Nice devait donc fatalement passer à la France, sans pourtant que Garibaldi s’aperçût que ce sacrifice imposé à ses affections personnelles tournait à sa gloire et profitait, d’une manière générale, à la satisfaction de ses sentimens politiques.

Le comte Vimercati écrivait de Mirabellino, le 20 mai 1860, à Michelangelo Castelli, qu’il avait récemment reçu de Paris une lettre de M. de la Guéronnière, lettre « très intéressante », ajoutait-il, « en ce qu’elle faisait bien comprendre que, dans les hautes régions, on prenait pour valables les motifs et les raisons invoquées par le comte (Cavour) relativement à l’expédition de Garibaldi en Sicile. » Et Vimercati ne se bornait pas à cette seule constatation du bon vouloir des Tuileries. Il poursuivait : « Aujourd’hui, je reçois d’une autre personne — da altra persona — une autre lettre qui me persuade que l’empereur, personnellement, n’est nullement fâché de ce qui arrive. » Cette dernière information acquiert, ce semble, une importance assez grande du fait des intimes relations personnelles de M. Vimercati avec la famille impériale ; les mots altra persona, soulignés comme ils le sont par lui, paraissent bien indiquer que l’auteur de la lettre dont il parle ne peut être qu’un membre de la famille de l’empereur, — probablement une princesse à qui Napoléon III avait toujours porté une affection particulière, et qui honorait de sa haute amitié l’attaché militaire piémontais.

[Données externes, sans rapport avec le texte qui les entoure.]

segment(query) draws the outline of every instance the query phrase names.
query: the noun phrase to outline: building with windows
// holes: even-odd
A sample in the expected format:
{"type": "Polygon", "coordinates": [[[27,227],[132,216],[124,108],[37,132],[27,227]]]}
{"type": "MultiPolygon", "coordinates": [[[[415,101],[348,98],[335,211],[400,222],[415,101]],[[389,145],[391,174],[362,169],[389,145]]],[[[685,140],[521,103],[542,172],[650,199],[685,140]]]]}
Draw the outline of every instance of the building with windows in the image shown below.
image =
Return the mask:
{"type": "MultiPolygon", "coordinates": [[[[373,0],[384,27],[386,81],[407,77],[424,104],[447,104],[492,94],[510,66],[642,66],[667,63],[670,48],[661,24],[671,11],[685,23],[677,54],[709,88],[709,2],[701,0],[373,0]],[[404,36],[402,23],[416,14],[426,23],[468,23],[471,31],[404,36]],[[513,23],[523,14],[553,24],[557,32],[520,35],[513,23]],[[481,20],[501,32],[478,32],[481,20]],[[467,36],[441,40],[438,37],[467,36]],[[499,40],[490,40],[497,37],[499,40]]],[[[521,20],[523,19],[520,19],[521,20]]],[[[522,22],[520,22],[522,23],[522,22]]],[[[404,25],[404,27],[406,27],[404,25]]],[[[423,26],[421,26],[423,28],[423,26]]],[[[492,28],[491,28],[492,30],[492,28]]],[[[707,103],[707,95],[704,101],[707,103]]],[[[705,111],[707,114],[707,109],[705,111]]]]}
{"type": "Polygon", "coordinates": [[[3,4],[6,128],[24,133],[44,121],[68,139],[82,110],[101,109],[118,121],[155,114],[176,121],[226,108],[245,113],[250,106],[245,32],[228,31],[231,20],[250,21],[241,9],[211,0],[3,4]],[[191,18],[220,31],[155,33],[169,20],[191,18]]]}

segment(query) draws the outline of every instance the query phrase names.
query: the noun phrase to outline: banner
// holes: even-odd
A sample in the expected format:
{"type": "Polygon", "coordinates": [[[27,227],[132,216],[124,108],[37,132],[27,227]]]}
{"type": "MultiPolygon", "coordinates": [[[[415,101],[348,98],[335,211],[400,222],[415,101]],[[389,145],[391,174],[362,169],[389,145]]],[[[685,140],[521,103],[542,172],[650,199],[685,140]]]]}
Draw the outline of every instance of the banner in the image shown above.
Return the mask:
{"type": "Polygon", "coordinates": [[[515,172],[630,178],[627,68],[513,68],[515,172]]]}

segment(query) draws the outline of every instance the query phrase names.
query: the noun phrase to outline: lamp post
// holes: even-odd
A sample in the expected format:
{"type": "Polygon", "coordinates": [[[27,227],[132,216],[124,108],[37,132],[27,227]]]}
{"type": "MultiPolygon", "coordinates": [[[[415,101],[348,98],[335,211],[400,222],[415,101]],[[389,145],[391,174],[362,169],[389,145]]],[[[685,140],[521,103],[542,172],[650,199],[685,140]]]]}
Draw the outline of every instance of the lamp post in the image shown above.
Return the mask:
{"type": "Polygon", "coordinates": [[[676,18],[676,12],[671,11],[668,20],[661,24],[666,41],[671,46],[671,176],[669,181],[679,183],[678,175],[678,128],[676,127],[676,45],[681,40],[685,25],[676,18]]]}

Enfin, la lettre que je viens de citer donnait une preuve de plus de l’approbation discrète que l’expédition de Garibaldi, malgré les apparences contraires, recevait à Paris : « J’ai vu aussi le maréchal Vaillant ; il blâme l’expédition, mais en termes tellement faibles, qu’il me semble vraiment qu’il a reçu le mot d’ordre[1]. » Or, l’on sait de quelle estime et de quelle confiance le maréchal Vaillant jouissait auprès de son souverain ; une attitude comme celle qu’indique M. Vimercati ne pouvait guère être que le reflet de la pensée intime de l’empereur lui-même.

Tout concourait donc à prouver que, comme je le disais au début de cet article, l’unité de l’Italie, si heureusement tentée par Garibaldi en Sicile, a été indirectement redevable de sa réalisation à l’abandon de Nice fait à la France par le roi de Sardaigne. Et l’on voudra bien convenir enfin que le résultat obtenu valait largement le prix dont il fut payé.

  1. Carteggio politico di Michel Angelo Castelli ; Turin, Roux, éditeur. 1890. vol. I, p. 303.